Mungkin kamu, temanku, sudah berkali-kali mendengar dari orang tuamu bahwa harus mempersiapkan segala sesuatu sebelumnya. Tetapi hanya sedikit dari kita yang benar-benar melakukannya. Dan mengapa sih harus menyiapkan tas sekolah sebelumnya?
Itulah yang dipikirkan oleh seorang anak laki-laki bernama Budi. Hampir setiap pagi dia bersama ayahnya terlambat, entah ke sekolah atau ke kantor.
Begitulah juga pagi ini…
Ayah, apakah kamu melihat tas ranselku?
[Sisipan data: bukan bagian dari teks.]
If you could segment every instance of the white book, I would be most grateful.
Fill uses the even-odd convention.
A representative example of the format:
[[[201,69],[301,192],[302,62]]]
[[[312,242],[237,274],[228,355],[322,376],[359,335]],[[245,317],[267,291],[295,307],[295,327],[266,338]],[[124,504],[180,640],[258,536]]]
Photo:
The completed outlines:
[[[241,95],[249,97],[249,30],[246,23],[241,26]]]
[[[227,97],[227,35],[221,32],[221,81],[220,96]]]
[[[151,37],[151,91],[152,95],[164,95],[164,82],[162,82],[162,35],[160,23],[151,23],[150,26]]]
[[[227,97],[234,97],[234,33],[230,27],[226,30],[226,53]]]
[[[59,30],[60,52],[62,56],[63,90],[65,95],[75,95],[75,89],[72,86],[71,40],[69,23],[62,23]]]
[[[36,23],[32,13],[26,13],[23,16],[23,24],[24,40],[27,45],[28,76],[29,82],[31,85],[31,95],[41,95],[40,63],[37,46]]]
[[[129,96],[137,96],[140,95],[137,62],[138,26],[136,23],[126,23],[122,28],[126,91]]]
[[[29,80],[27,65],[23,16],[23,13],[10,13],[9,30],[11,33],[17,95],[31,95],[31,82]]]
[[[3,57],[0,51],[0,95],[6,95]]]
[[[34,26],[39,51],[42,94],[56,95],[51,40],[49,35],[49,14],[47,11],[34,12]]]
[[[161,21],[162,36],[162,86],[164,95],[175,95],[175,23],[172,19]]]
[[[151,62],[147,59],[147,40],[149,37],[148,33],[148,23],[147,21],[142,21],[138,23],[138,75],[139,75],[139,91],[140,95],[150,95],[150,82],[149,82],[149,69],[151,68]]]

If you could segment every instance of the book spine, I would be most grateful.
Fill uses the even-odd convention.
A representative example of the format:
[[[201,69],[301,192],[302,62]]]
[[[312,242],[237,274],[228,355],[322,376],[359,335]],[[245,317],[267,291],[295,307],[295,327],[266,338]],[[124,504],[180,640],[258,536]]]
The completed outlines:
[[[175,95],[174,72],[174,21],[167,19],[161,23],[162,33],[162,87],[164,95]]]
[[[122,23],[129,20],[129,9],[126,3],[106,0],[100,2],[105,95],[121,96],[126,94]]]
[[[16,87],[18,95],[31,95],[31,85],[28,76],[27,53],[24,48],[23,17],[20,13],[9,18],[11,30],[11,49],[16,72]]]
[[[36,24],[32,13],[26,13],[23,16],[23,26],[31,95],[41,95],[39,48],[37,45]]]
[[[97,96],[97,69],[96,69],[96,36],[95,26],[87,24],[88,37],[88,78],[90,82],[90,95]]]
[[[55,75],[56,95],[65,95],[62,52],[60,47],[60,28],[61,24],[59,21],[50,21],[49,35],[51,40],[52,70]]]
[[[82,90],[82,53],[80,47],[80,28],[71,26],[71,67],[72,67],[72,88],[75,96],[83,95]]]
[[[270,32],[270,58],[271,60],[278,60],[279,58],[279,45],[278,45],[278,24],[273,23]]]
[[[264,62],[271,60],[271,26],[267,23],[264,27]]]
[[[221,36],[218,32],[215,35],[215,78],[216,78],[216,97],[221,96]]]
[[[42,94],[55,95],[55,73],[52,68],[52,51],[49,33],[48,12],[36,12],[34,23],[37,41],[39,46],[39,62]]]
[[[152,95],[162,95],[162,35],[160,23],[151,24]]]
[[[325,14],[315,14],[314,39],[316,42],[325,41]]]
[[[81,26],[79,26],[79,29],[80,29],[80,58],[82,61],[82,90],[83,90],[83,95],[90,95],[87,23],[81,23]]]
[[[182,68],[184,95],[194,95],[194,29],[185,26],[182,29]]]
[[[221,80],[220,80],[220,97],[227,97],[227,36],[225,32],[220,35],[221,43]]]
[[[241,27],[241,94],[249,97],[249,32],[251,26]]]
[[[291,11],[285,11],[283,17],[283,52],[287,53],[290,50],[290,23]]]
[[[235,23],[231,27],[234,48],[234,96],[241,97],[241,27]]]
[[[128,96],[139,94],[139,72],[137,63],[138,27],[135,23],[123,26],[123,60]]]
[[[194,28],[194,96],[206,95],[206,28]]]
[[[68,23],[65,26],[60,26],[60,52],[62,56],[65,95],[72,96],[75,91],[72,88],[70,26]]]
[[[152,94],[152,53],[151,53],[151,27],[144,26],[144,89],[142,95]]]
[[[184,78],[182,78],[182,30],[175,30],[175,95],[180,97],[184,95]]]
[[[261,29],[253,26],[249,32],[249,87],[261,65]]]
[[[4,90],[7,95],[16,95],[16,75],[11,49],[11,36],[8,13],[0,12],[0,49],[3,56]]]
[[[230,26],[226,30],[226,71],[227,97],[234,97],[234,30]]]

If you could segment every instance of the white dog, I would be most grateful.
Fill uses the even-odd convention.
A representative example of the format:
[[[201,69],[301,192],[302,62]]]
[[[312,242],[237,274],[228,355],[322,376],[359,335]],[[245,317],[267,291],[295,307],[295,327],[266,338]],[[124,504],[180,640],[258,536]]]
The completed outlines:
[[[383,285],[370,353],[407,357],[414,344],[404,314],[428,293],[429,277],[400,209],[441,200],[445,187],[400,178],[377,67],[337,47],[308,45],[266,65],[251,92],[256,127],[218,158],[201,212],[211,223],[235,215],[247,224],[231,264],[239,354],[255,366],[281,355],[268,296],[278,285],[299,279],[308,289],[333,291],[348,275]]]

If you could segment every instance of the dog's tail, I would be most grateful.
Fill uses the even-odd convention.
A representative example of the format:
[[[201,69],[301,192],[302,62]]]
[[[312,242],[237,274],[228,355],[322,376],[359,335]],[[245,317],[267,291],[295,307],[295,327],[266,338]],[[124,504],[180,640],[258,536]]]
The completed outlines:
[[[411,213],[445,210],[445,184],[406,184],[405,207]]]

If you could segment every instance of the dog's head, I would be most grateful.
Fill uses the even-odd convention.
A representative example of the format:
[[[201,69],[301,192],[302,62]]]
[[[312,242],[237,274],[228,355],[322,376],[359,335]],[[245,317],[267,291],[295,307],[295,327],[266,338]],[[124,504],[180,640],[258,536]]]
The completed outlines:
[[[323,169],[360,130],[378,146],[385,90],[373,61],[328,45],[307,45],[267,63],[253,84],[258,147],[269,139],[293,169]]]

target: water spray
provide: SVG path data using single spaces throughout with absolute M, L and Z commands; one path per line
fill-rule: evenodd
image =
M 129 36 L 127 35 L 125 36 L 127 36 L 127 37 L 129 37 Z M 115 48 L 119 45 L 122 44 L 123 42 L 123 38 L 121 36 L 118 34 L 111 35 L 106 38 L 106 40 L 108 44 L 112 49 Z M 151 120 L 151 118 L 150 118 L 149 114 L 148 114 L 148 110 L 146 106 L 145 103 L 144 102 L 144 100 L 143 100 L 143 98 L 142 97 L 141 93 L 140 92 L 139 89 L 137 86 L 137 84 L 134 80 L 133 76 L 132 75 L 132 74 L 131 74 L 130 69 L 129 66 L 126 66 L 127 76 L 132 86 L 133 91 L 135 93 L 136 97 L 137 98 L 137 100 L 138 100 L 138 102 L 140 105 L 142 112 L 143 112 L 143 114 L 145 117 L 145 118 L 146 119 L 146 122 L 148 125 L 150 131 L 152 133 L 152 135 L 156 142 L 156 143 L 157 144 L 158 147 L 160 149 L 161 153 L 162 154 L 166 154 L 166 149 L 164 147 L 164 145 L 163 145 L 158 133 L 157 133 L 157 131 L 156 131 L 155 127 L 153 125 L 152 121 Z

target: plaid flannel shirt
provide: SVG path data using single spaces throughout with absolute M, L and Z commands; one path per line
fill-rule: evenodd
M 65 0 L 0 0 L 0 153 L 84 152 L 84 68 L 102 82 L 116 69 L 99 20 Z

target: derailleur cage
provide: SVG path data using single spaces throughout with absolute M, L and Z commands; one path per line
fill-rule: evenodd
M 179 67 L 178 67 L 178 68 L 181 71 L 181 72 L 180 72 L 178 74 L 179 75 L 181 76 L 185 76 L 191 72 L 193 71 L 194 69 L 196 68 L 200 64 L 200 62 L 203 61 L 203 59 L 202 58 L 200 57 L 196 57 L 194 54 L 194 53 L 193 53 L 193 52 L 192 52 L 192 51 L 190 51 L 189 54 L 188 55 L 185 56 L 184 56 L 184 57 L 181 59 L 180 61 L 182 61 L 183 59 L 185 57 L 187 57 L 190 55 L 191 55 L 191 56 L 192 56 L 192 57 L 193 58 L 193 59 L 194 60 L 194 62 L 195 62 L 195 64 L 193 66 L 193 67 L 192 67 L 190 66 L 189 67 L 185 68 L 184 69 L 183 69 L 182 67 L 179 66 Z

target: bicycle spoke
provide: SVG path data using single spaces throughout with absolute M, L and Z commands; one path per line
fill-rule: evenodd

Di mana seragam sekolahku?
Teriak Budi sambil berlari di koridor.
Nak, ayah sedang terburu-buru ke kantor. Ayo cepat bersiaplah.
Jawab ayah dengan kasar.
Ayah, aku juga terlambat ke sekolah. Bahkan tas ranselku hilang.
Tanya ke ibu. Ayah juga tidak bisa menemukan dasi ayah.
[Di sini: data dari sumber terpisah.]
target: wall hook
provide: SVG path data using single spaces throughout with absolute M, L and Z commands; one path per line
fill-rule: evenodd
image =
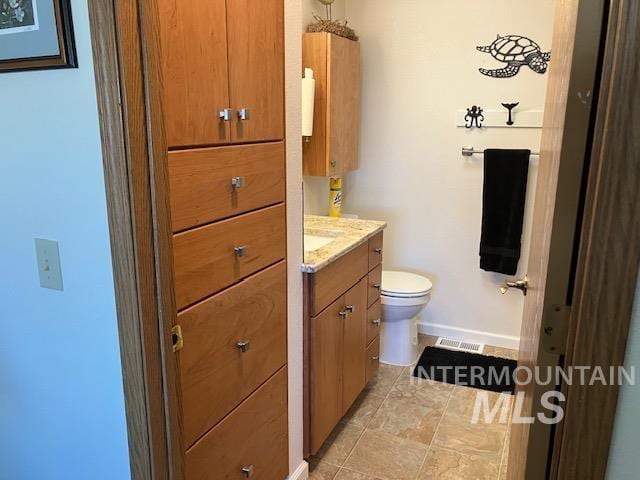
M 509 120 L 507 120 L 507 125 L 511 126 L 513 125 L 513 116 L 512 116 L 512 112 L 513 109 L 516 108 L 518 105 L 520 105 L 520 102 L 516 102 L 516 103 L 503 103 L 502 106 L 504 108 L 506 108 L 507 110 L 509 110 Z
M 482 128 L 482 122 L 484 121 L 482 107 L 473 105 L 471 108 L 467 108 L 467 114 L 464 116 L 464 121 L 467 122 L 465 125 L 466 128 Z

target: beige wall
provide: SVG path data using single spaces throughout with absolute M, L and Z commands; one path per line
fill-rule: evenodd
M 472 104 L 543 108 L 546 75 L 524 68 L 513 79 L 484 77 L 478 67 L 498 64 L 475 47 L 514 33 L 549 48 L 553 0 L 347 0 L 346 17 L 362 45 L 363 108 L 361 166 L 344 178 L 344 211 L 389 223 L 386 268 L 433 280 L 427 331 L 517 346 L 523 298 L 500 295 L 505 277 L 478 266 L 483 162 L 460 149 L 538 150 L 540 130 L 467 131 L 454 117 Z M 536 174 L 534 159 L 519 275 Z M 326 179 L 305 178 L 306 211 L 326 213 L 327 195 Z
M 287 257 L 289 471 L 291 479 L 307 478 L 302 430 L 302 114 L 300 78 L 302 10 L 298 0 L 285 0 L 285 69 L 287 135 Z

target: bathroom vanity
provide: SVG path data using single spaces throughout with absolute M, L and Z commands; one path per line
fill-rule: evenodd
M 317 453 L 378 368 L 386 223 L 305 216 L 305 454 Z

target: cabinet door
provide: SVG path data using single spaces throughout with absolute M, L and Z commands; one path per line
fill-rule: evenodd
M 159 0 L 169 147 L 228 143 L 225 0 Z
M 342 360 L 342 410 L 346 412 L 365 385 L 364 351 L 367 348 L 367 279 L 360 280 L 344 296 L 347 315 L 344 322 Z
M 309 447 L 316 453 L 343 415 L 342 331 L 340 312 L 344 298 L 329 305 L 311 319 L 310 331 L 310 417 Z M 362 352 L 361 352 L 362 353 Z M 360 355 L 362 357 L 362 354 Z
M 284 138 L 283 10 L 283 0 L 227 2 L 234 143 Z
M 360 139 L 360 44 L 328 36 L 328 175 L 358 168 Z

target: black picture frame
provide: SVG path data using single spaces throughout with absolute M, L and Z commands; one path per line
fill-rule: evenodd
M 56 19 L 59 54 L 0 60 L 0 73 L 78 68 L 71 0 L 52 0 L 52 2 Z

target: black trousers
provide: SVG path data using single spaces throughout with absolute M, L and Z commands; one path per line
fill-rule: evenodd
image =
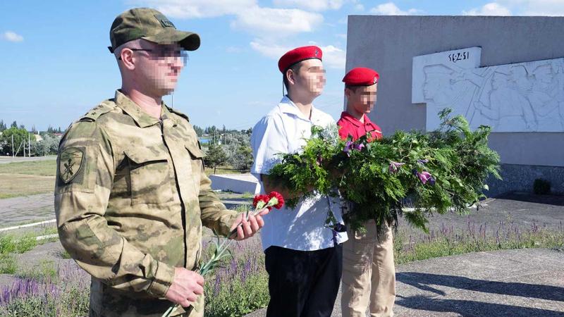
M 329 317 L 343 273 L 343 246 L 317 251 L 270 247 L 265 253 L 266 317 Z

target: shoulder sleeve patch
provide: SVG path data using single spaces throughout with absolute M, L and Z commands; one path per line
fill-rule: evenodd
M 83 173 L 82 165 L 85 161 L 85 148 L 68 147 L 59 157 L 59 178 L 65 184 L 68 184 Z M 82 182 L 82 178 L 79 178 Z
M 116 106 L 114 99 L 109 99 L 96 106 L 80 118 L 82 120 L 92 120 L 95 121 L 100 116 L 111 111 Z

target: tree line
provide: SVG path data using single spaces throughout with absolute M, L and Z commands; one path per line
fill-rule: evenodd
M 206 152 L 204 163 L 214 168 L 230 166 L 233 168 L 247 171 L 252 165 L 250 147 L 252 129 L 228 130 L 225 125 L 201 128 L 194 125 L 202 150 Z M 26 129 L 14 121 L 9 128 L 0 120 L 0 155 L 43 156 L 55 155 L 64 130 L 49 126 L 47 131 L 37 132 L 35 127 Z M 36 138 L 36 135 L 41 137 Z
M 16 121 L 8 128 L 0 120 L 0 155 L 44 156 L 56 154 L 63 132 L 60 127 L 56 129 L 51 126 L 42 132 L 38 132 L 35 126 L 27 130 L 23 125 L 18 125 Z

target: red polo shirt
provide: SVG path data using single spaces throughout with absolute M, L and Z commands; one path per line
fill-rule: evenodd
M 376 139 L 382 137 L 382 130 L 378 125 L 370 121 L 367 115 L 364 115 L 364 122 L 363 123 L 360 120 L 350 116 L 348 112 L 343 111 L 341 113 L 341 119 L 337 121 L 337 125 L 340 127 L 339 136 L 343 139 L 351 135 L 352 141 L 355 141 L 371 131 L 373 131 L 372 135 L 376 136 Z

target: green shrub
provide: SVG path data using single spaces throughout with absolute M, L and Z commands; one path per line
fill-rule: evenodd
M 537 195 L 546 195 L 551 193 L 551 182 L 542 178 L 534 180 L 533 192 Z

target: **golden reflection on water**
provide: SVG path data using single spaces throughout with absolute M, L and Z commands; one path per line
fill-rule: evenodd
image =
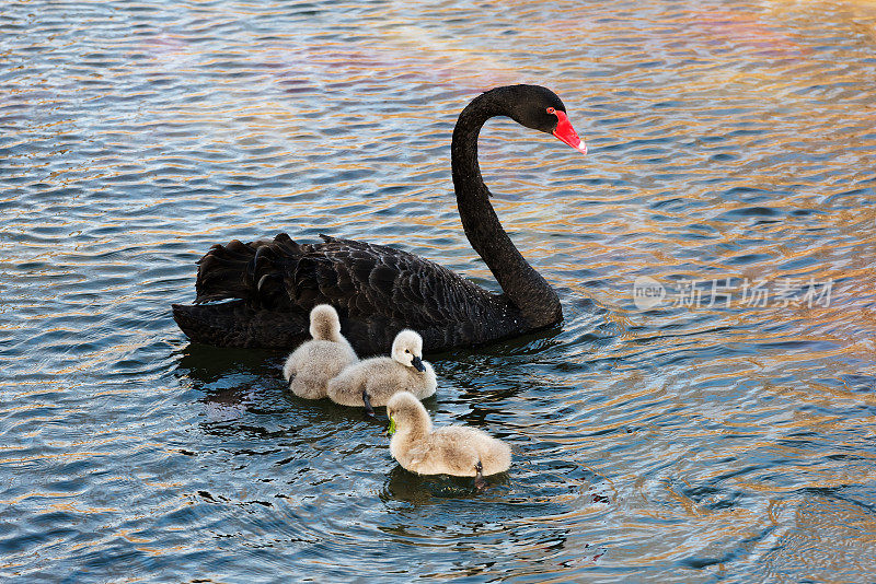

Kemudian ibu keluar ke koridor. Dia memberikan tas ransel yang sudah disiapkan kepada Budi dan menyerahkan dasi ayah.
Itulah mengapa aku selalu mengatakan kepada kalian bahwa barang-barang dan tas sekolah harus disiapkan sebelumnya.
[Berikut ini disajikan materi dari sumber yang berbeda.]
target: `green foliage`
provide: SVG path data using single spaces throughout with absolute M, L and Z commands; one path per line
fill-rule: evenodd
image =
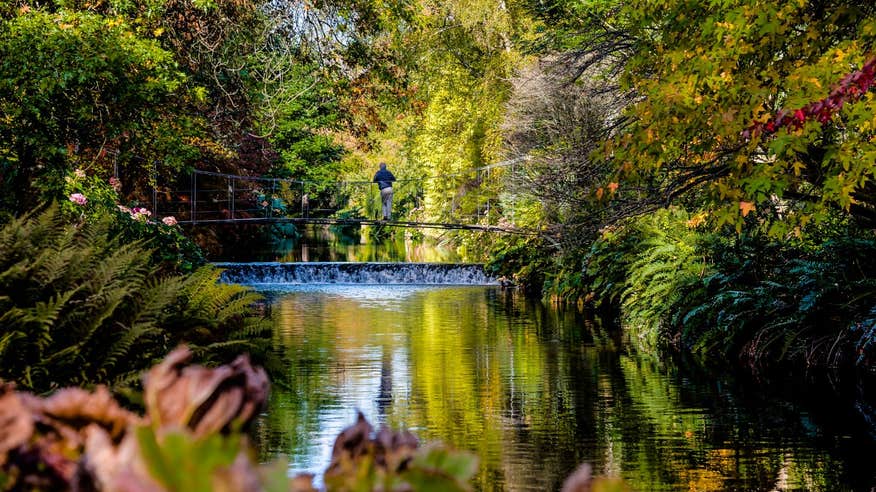
M 251 293 L 210 267 L 160 276 L 142 242 L 122 247 L 110 228 L 50 207 L 0 230 L 0 376 L 36 391 L 124 384 L 181 341 L 258 348 Z
M 546 245 L 523 236 L 499 236 L 492 243 L 490 259 L 484 265 L 493 277 L 504 277 L 522 286 L 531 294 L 540 294 L 552 258 L 545 254 Z
M 22 8 L 0 19 L 0 204 L 53 197 L 72 162 L 108 165 L 107 146 L 120 165 L 160 149 L 179 163 L 187 118 L 171 114 L 184 80 L 170 53 L 120 18 Z
M 873 5 L 641 0 L 617 7 L 623 32 L 602 32 L 628 42 L 622 81 L 638 99 L 605 155 L 628 178 L 650 181 L 670 200 L 703 193 L 717 222 L 737 231 L 755 209 L 781 211 L 770 217 L 779 225 L 765 224 L 776 237 L 834 208 L 872 226 L 873 94 L 868 82 L 855 98 L 829 96 L 872 57 Z M 810 118 L 824 101 L 827 109 Z M 798 114 L 798 124 L 774 124 Z M 752 131 L 767 123 L 769 131 Z
M 221 282 L 221 273 L 204 266 L 182 280 L 166 319 L 173 327 L 173 345 L 184 343 L 207 362 L 226 362 L 249 352 L 265 364 L 271 324 L 251 315 L 262 297 L 248 287 Z
M 710 269 L 689 221 L 679 209 L 630 221 L 606 231 L 587 259 L 595 299 L 619 302 L 624 325 L 651 349 L 671 333 L 677 310 L 703 290 L 700 279 Z
M 606 231 L 587 259 L 594 301 L 619 304 L 652 349 L 751 364 L 872 361 L 872 235 L 838 227 L 779 243 L 756 226 L 737 236 L 700 220 L 664 210 Z
M 134 430 L 149 474 L 168 492 L 210 492 L 240 453 L 239 435 L 195 437 L 183 431 L 165 432 L 159 439 L 150 426 Z
M 872 359 L 874 238 L 828 237 L 810 249 L 743 235 L 705 247 L 716 271 L 678 320 L 683 343 L 751 363 L 838 366 Z
M 116 178 L 104 180 L 97 174 L 75 169 L 64 177 L 61 210 L 71 222 L 109 220 L 111 234 L 121 243 L 142 242 L 151 249 L 151 262 L 167 273 L 189 273 L 205 262 L 201 249 L 183 235 L 173 217 L 157 220 L 143 207 L 119 204 Z M 79 200 L 74 201 L 74 195 Z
Kata ibu dengan tegas namun tenang.
Tetapi tidak ada yang mendengarkan. Budi dan ayah sangat terlambat. Mereka cepat-cepat turun tangga dan melompat ke dalam mobil.
Sekarang kita tidak akan terlambat.
Kata ayah dengan lega.
Tetapi ketika dia keluar ke jalan, dia melihat kemacetan yang sangat besar. Hal ini terjadi karena musim dingin tahun ini datang lebih awal dari biasanya. Salju turun pada malam hari. Banyak pengemudi mobil tidak sempat mempersiapkan kendaraan mereka untuk musim dingin. Termasuk ayah Budi.
Dia juga tidak mempersiapkan mobilnya untuk musim dingin sebelumnya. Sayang sekali… Justru karena itu banyak kecelakaan di jalan pada hari itu.
Budi melihat bagaimana satu mobil tergelincir parah di tikungan, dan hampir saja menabrak tiang.
Ayah, betapa mengerikan.
Teriak Budi sambil menunjuk ke mobil yang terparkir di pinggir jalan.
Ya, nak. Mobil harus disiapkan untuk musim dingin sebelumnya. Dan sebaiknya jangan melakukan putaran tajam dalam cuaca seperti ini.
Ayah Budi sangat menyesal karena dia tidak mempersiapkan mobilnya untuk musim dingin. Karena perjalanan hari itu benar-benar sulit.
Ayah Budi termenung, tetapi pemikirannya terganggu oleh anaknya.
Tahu tidak, Yah. Ibu tidak salah ketika terus mengatakan kepada kita bahwa semua harus dilakukan sebelumnya. Jika aku kemarin malam sudah menyiapkan tas ranselku, aku tidak akan menghabiskan banyak waktu pagi ini untuk mencari perlengkapan sekolahku, dan kita tidak akan terlambat.
Kamu benar, nak. Semua harus dilakukan sebelumnya.
Jawab ayah, yang bahkan merasa malu karena tidak mengikuti nasihat berharga dari istrinya.